# Brussels: Royal Military Museum



## Marcel (May 2, 2010)

Went to Brussels last week and visited the Royal Military Museum. There are tons of old uniforms, guns, swords etc form middle-ages, WWI, WWII, you name it and of course their Aircraft hall. They have some vey nice aircraft, although most of them need better maintnance, there are still some nice gems for the aircraft-lover, enjoy:


----------



## Marcel (May 2, 2010)

More pics:


----------



## DerAdlerIstGelandet (May 2, 2010)

Very nice, I will have to take a trip to this museum some day.


----------



## Marcel (May 3, 2010)

Yup, they also have some nice armour, swords etc. Their WWI hall is also impressive (a.o real MK IV tank)


----------



## rochie (May 3, 2010)

nice pictures Marcel


----------



## Gnomey (May 3, 2010)

Good stuff!


----------



## imalko (May 3, 2010)

Excellent photos Marcel. Looks like a really great place to visit.
Maybe you could post some more pictures of other exibitions in the museum as well (amour, swords and other weapons)? Would love to see that WW1 tank...


----------



## pbfoot (May 3, 2010)

Selfish question but did you happen to see or grab any pics of Belgian CF 100


----------



## T Bolt (May 3, 2010)

Wonderful pictures Marcel!


----------



## ontos (May 3, 2010)

Great shots Marcel, looks like they have some great aircraft there. Maybe some day  8)


----------



## Marcel (May 4, 2010)

pbfoot said:


> Selfish question but did you happen to see or grab any pics of Belgian CF 100


Yes I have, didn't know you were interested, or I would have taken a better picture.


----------



## Marcel (May 4, 2010)

imalko said:


> Excellent photos Marcel. Looks like a really great place to visit.
> Maybe you could post some more pictures of other exibitions in the museum as well (amour, swords and other weapons)? Would love to see that WW1 tank...

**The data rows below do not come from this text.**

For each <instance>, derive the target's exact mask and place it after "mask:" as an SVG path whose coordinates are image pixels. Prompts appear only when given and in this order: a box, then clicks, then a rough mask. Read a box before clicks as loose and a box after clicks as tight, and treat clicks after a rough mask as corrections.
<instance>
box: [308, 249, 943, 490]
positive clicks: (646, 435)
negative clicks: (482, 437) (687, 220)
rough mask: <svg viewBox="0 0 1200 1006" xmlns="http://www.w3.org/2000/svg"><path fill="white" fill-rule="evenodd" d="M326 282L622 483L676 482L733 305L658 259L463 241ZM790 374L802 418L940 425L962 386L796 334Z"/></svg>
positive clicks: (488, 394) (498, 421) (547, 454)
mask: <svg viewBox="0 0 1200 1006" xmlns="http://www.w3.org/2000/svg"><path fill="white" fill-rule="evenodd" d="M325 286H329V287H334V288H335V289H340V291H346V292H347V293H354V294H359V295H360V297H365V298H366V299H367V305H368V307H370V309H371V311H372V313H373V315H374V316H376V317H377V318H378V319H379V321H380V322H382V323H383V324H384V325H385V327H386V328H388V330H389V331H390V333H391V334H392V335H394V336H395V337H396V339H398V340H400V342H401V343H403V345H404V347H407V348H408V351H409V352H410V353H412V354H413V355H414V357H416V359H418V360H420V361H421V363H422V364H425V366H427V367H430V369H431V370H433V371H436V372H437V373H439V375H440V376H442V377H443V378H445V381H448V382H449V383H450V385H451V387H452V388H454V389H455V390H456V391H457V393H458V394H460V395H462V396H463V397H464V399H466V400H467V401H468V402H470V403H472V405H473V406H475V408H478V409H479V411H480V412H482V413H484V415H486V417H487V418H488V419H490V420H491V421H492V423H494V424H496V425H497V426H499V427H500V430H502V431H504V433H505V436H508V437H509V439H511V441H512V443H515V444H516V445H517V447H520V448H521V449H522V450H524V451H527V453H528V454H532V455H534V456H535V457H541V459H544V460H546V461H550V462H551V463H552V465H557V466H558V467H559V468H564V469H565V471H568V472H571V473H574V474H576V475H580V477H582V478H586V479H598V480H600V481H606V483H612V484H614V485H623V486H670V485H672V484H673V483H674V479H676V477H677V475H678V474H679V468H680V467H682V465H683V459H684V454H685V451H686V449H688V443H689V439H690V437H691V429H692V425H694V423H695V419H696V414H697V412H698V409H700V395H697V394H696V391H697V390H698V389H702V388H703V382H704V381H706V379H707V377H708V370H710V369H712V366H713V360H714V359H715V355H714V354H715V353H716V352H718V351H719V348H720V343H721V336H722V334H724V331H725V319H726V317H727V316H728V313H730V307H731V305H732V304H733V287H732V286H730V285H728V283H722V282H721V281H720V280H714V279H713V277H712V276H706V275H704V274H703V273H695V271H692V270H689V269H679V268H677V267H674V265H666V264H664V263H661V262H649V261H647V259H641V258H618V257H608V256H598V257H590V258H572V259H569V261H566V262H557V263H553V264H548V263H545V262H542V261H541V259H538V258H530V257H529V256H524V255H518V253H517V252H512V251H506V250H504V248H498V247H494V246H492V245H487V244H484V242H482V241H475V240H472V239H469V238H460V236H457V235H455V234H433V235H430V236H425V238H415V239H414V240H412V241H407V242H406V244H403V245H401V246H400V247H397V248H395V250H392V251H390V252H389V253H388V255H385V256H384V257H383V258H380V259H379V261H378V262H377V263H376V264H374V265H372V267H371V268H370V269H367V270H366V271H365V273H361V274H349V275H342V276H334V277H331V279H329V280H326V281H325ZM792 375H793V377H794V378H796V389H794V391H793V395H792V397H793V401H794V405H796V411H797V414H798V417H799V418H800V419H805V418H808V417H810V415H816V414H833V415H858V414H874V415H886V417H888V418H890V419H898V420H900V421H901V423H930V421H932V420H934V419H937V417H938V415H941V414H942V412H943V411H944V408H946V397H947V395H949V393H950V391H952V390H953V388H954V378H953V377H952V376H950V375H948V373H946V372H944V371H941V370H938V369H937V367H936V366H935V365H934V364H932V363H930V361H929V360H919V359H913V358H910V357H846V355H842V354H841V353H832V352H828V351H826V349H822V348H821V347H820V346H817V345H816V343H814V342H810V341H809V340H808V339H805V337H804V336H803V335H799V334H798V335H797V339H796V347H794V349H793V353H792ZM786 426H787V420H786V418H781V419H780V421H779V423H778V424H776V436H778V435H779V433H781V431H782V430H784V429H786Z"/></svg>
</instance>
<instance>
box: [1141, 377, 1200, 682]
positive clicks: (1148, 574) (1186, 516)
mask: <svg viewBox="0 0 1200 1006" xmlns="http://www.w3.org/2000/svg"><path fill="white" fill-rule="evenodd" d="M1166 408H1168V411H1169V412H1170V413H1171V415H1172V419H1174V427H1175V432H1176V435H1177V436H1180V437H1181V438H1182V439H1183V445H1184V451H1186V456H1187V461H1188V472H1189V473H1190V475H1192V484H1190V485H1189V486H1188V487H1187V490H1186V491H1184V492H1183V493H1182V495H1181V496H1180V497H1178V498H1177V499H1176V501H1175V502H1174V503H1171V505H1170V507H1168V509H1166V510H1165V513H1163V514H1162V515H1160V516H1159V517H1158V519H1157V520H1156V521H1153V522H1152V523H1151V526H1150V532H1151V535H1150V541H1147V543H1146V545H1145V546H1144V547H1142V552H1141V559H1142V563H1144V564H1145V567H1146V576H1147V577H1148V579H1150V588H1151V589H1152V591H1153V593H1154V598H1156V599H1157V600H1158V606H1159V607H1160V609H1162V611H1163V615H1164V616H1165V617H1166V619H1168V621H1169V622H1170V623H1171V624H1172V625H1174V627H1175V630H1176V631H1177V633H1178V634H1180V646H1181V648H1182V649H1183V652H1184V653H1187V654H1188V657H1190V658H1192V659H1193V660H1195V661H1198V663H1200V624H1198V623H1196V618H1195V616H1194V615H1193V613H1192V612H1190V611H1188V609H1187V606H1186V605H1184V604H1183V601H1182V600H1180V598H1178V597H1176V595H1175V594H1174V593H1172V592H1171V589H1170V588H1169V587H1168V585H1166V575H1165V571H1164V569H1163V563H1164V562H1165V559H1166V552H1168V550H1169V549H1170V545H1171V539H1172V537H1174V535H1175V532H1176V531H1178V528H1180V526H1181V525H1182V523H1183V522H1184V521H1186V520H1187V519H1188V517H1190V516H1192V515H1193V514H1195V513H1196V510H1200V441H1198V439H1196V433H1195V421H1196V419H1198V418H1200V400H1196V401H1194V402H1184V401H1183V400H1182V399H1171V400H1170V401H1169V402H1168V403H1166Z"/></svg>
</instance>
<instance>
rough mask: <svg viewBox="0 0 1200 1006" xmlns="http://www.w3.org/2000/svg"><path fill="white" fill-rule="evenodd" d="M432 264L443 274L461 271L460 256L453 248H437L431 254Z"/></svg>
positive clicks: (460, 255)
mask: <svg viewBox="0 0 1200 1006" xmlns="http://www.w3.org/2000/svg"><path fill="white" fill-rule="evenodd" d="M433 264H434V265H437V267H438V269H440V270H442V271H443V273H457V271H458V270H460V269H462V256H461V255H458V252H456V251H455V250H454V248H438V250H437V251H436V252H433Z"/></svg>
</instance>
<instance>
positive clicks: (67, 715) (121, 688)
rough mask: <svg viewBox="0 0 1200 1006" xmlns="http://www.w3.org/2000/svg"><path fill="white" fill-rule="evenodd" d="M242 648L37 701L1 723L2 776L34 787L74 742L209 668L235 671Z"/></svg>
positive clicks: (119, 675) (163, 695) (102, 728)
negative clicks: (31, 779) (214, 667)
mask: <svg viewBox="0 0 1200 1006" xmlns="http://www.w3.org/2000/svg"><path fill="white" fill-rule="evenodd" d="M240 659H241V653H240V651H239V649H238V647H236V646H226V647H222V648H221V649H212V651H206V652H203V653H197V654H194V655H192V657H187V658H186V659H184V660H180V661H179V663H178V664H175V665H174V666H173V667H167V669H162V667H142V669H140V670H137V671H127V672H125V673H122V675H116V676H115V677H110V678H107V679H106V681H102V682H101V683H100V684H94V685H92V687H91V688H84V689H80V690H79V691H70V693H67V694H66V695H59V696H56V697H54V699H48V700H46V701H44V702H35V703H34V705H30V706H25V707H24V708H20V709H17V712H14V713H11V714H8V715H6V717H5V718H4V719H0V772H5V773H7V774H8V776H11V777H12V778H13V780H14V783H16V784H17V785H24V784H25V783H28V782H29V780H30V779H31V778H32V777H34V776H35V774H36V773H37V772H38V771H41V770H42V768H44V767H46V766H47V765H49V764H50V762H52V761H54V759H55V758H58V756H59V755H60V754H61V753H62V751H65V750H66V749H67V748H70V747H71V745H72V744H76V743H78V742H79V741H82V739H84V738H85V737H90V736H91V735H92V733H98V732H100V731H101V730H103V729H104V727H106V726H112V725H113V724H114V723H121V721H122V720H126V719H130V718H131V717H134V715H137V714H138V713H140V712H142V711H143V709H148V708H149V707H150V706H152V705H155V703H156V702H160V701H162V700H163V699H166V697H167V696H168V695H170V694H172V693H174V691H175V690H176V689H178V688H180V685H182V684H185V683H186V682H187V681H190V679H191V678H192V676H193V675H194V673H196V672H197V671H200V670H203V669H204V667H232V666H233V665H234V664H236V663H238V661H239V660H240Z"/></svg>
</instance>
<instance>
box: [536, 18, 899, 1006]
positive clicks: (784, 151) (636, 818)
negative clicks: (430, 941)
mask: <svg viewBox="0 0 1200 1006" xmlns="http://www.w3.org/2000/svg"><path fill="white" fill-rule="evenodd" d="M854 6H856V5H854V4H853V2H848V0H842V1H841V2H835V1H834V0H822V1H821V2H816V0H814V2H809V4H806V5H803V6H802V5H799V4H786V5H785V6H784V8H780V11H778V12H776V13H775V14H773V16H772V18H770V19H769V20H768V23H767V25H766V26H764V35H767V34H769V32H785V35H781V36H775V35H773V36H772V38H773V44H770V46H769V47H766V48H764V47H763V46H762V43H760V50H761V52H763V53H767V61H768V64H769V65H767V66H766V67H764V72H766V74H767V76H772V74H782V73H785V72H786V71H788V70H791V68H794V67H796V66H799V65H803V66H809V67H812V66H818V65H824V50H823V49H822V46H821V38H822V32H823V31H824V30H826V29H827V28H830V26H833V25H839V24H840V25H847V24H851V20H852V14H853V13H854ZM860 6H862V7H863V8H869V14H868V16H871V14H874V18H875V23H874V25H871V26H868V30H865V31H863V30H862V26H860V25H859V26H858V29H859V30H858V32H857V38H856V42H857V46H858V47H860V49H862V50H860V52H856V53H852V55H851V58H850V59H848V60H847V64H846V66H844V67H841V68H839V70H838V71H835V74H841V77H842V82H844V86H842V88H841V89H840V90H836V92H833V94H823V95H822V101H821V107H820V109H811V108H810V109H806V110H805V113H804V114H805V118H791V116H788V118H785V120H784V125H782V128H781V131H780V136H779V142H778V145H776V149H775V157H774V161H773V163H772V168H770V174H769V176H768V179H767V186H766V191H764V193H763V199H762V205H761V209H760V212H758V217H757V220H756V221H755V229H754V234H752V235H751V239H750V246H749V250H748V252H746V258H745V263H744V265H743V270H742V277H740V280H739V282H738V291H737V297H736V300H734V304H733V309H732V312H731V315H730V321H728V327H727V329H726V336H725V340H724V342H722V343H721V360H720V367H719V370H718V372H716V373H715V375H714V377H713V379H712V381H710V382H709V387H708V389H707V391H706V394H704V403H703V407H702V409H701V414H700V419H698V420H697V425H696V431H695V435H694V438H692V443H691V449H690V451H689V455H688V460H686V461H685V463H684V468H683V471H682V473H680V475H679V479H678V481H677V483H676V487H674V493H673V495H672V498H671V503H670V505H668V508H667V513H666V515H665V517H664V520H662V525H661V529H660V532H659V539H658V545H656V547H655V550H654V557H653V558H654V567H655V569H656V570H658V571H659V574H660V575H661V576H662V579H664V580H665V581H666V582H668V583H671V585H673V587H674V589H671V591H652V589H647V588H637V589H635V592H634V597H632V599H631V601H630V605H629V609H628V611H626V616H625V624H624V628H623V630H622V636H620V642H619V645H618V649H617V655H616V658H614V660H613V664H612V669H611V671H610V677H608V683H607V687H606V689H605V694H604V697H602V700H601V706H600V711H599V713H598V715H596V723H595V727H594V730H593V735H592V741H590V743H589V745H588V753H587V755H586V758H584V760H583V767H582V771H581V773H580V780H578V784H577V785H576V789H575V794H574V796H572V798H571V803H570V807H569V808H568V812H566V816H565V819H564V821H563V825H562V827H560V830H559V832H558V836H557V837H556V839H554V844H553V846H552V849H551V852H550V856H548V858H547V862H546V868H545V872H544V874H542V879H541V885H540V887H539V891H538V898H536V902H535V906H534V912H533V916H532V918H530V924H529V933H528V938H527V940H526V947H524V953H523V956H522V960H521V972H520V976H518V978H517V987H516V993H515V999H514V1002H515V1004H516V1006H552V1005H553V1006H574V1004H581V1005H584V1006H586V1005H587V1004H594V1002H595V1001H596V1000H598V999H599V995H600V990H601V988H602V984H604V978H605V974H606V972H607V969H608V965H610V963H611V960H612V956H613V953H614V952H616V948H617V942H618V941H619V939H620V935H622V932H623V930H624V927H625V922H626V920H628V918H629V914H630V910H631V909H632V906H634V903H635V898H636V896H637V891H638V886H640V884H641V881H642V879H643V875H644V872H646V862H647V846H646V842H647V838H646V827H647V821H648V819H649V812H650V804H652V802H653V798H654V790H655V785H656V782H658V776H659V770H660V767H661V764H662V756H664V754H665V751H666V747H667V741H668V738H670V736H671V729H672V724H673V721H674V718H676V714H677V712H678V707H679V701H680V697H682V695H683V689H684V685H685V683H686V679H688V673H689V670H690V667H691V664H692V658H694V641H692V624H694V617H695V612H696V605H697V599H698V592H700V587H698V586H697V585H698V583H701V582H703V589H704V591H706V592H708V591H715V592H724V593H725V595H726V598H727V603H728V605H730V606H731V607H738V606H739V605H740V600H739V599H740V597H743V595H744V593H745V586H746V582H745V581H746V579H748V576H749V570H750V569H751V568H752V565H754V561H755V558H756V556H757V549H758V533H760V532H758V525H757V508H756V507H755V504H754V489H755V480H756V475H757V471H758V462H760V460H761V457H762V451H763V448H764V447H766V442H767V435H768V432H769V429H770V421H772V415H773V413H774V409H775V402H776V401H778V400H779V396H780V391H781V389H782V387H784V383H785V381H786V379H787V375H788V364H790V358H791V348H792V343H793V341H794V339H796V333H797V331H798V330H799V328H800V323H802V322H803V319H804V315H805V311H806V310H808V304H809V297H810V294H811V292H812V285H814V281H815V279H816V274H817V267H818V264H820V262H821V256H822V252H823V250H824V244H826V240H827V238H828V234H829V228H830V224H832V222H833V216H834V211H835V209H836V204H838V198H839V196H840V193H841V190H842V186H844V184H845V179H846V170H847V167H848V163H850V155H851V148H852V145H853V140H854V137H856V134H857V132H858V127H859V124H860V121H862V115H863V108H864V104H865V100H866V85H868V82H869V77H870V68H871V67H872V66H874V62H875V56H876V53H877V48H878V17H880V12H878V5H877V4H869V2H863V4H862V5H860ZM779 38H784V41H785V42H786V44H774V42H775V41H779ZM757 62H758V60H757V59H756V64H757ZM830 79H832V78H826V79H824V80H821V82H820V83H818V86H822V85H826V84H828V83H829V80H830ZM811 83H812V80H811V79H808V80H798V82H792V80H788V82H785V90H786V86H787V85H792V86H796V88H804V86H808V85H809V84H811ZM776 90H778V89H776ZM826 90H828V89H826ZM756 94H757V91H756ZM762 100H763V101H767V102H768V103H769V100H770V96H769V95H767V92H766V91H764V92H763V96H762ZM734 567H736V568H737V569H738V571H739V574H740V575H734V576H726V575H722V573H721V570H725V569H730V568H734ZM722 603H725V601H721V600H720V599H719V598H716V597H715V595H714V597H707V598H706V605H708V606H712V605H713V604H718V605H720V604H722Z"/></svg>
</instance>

Unfortunately, apart from the aviation hall, it's quite difficult to take decent pics, as you're not allowed to use flash. I only had bad ones of the mk.IV, so I threw them away, same was for the swords. Some that were decent,: (Take special note of the early improvised AA-gun)


----------



## Marcel (May 4, 2010)

Some interior shots of the mk.IV. As I said, not very good. My father-in-law, who used to be a tank commander in the Dutch army commented: "Hmmm, much more space than we had in out Leopard"


----------



## Gnomey (May 4, 2010)

Good shots!


----------



## imalko (May 4, 2010)

Cool stuff Marcel. Thanks for sharing. I saw that French WW1 tank in a museum in Belgrade but not from the inside.

Do my eyes deceive me, or is there a tail of MiG-23 visible on the photo opposite to the Draken...?


----------



## Marcel (May 4, 2010)

imalko said:


> Do my eyes deceive me, or is there a tail of MiG-23 visible on the photo opposite to the Draken...?


Impressive, that's a MIG-23 indeed.See below part of a picture from another visit:


----------



## timshatz (May 4, 2010)

Great shots Marcel. Especially all those jets. Looks like the ultimate toy box for a rich kid.


----------



## wheelsup_cavu (May 8, 2010)

Nice pictures Marcel. 


Wheels


----------



## Wayne Little (May 8, 2010)

Nice shots Marcel!


----------



## Catch22 (May 9, 2010)

Great photos Marcel! I was there many years ago, but I don't remember so many planes! For some reason the Mosquito sticks out in my mind of what was there though. Granted, I was quite young at the time.


----------